Now, all the candidates need to be tested to see if they are a solution. The following is obtained from testing each candidates:

\[\begin{array}{cccccccc} x & = & \displaystyle -1 &:&    & \displaystyle 1 \left(-1\right)^2+5 \left(-1\right)+6 & = & \displaystyle 2 \ne 0 \\\\ x & = & \displaystyle 1 &:&    & \displaystyle 1 \left(1\right)^2+5 \left(1\right)+6 & = & \displaystyle 12 \ne 0 \\\\ x & = & \displaystyle -2 &:&    & \displaystyle 1 \left(-2\right)^2+5 \left(-2\right)+6 & = & \displaystyle 0 = 0 \\\\ x & = & \displaystyle 2 &:&    & \displaystyle 1 \left(2\right)^2+5 \left(2\right)+6 & = & \displaystyle 20 \ne 0 \\\\ x & = & \displaystyle -3 &:&    & \displaystyle 1 \left(-3\right)^2+5 \left(-3\right)+6 & = & \displaystyle 0 = 0 \\\\ x & = & \displaystyle 3 &:&    & \displaystyle 1 \left(3\right)^2+5 \left(3\right)+6 & = & \displaystyle 30 \ne 0 \\\\ x & = & \displaystyle -6 &:&    & \displaystyle 1 \left(-6\right)^2+5 \left(-6\right)+6 & = & \displaystyle 12 \ne 0 \\\\ x & = & \displaystyle 6 &:&    & \displaystyle 1 \left(6\right)^2+5 \left(6\right)+6 & = & \displaystyle 72 \ne 0 \\\\ \end{array}\]

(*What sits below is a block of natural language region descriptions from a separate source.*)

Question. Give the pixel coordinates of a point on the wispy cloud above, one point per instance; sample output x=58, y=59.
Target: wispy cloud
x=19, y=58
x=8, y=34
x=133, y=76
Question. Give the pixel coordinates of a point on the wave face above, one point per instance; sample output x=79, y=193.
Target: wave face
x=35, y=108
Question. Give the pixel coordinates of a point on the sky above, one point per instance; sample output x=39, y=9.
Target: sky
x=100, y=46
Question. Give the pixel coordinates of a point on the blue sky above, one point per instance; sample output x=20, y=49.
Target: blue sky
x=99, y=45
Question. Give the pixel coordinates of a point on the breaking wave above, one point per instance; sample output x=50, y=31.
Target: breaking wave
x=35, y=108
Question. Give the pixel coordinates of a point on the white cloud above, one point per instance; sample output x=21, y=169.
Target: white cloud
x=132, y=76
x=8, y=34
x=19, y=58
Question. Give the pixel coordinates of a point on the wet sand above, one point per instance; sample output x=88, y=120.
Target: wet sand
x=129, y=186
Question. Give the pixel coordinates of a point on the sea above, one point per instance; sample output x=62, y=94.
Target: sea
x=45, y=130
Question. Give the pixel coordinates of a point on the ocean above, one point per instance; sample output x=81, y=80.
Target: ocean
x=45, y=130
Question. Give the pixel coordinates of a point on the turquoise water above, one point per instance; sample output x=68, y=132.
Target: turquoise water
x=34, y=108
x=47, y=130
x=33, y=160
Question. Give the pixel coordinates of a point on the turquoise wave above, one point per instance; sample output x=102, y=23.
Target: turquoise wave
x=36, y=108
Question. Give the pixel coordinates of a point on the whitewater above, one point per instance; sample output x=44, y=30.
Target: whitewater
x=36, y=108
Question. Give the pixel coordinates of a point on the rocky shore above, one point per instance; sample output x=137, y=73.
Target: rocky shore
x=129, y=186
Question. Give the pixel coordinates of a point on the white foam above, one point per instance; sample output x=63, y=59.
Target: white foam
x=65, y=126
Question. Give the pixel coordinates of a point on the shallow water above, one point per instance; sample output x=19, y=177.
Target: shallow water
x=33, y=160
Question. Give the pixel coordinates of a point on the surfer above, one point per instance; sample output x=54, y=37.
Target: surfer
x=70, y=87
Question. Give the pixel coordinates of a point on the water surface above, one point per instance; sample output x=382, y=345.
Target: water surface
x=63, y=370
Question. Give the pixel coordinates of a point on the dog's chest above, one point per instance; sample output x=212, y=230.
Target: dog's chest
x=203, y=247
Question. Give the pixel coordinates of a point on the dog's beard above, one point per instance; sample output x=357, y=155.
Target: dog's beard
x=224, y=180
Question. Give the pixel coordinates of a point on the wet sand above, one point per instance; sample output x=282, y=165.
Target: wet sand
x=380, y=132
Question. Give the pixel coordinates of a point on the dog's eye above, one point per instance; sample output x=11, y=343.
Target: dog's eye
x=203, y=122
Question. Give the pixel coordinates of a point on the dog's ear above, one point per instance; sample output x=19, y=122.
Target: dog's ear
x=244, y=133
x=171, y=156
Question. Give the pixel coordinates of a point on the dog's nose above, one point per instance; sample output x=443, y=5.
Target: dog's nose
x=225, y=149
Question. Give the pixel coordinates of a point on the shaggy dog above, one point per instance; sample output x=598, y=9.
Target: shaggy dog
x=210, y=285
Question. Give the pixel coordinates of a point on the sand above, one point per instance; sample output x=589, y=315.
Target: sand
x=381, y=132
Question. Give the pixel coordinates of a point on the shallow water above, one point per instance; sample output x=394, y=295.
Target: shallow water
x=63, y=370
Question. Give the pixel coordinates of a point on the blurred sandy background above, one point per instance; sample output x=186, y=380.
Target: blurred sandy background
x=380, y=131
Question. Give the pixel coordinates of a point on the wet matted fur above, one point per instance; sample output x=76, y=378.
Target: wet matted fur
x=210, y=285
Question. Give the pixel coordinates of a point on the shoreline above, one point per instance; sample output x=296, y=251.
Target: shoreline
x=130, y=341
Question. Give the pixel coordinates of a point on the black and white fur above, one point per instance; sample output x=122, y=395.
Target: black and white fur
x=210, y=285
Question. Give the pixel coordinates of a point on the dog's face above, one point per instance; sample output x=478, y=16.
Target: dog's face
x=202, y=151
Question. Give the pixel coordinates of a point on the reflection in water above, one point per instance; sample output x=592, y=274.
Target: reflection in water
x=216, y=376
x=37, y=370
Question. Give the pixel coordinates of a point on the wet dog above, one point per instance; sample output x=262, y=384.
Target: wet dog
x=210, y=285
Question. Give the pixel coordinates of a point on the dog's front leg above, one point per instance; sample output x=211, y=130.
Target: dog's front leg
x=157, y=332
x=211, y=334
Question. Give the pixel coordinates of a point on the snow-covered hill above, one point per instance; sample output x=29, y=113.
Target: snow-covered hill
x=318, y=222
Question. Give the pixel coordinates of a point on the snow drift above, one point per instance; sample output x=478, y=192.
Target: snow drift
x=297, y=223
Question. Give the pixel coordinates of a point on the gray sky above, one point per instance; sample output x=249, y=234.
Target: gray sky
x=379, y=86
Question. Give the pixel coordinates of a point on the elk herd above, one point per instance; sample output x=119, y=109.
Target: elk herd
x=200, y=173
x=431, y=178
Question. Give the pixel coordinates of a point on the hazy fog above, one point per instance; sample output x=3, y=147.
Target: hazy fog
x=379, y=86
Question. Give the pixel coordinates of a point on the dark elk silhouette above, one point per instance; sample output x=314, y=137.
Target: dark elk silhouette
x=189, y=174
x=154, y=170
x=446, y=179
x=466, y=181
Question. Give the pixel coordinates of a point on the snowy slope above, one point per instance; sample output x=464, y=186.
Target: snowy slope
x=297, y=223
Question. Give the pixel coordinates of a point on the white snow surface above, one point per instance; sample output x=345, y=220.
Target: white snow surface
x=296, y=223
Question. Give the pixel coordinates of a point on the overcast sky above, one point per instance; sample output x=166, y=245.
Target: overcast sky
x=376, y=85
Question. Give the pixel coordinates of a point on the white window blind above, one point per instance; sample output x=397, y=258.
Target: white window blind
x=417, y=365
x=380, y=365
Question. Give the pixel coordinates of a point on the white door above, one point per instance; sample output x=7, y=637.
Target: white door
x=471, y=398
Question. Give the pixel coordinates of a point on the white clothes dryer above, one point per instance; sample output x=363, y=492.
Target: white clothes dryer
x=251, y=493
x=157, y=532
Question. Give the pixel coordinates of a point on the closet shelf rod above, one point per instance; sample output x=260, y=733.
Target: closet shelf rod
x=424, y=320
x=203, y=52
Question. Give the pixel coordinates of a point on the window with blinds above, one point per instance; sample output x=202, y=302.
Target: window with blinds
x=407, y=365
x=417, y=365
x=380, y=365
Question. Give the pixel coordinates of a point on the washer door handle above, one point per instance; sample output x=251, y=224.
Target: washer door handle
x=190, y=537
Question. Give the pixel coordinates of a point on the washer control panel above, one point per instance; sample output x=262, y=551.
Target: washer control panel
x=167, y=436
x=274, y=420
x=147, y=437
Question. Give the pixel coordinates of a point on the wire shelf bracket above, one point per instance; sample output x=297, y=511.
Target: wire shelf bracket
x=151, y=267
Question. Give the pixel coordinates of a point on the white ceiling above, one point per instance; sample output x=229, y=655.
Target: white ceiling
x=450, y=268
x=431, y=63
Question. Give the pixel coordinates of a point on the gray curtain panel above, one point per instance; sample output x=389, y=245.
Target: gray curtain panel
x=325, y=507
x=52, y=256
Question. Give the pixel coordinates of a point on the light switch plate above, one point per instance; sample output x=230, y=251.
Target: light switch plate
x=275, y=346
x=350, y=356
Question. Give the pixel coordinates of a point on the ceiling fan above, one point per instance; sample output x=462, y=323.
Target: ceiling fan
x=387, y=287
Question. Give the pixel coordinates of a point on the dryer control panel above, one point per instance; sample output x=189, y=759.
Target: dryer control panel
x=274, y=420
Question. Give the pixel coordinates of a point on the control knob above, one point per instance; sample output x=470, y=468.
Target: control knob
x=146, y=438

So, two of the candidates turn out to be roots, \(x_1 = \displaystyle -2\) and \(x = \displaystyle -3\), so then the we have found our solutions, and we can factor the given equation as \( \displaystyle \left(x+2\right)\left(x+3\right) = 0\).

Other useful quadratic calculators

The quadratic formula is really one of the most important ones in basic Algebra, and it has applications in many contexts. You may want to calculate a quadratic equation, you may want to express it in vertex form, there are lots of possibilities.

There are may elements that are all tied together, like the quadratic equation discriminant, or the axis of symmetry of a parabola. All those elements are tightly related and play an important role together.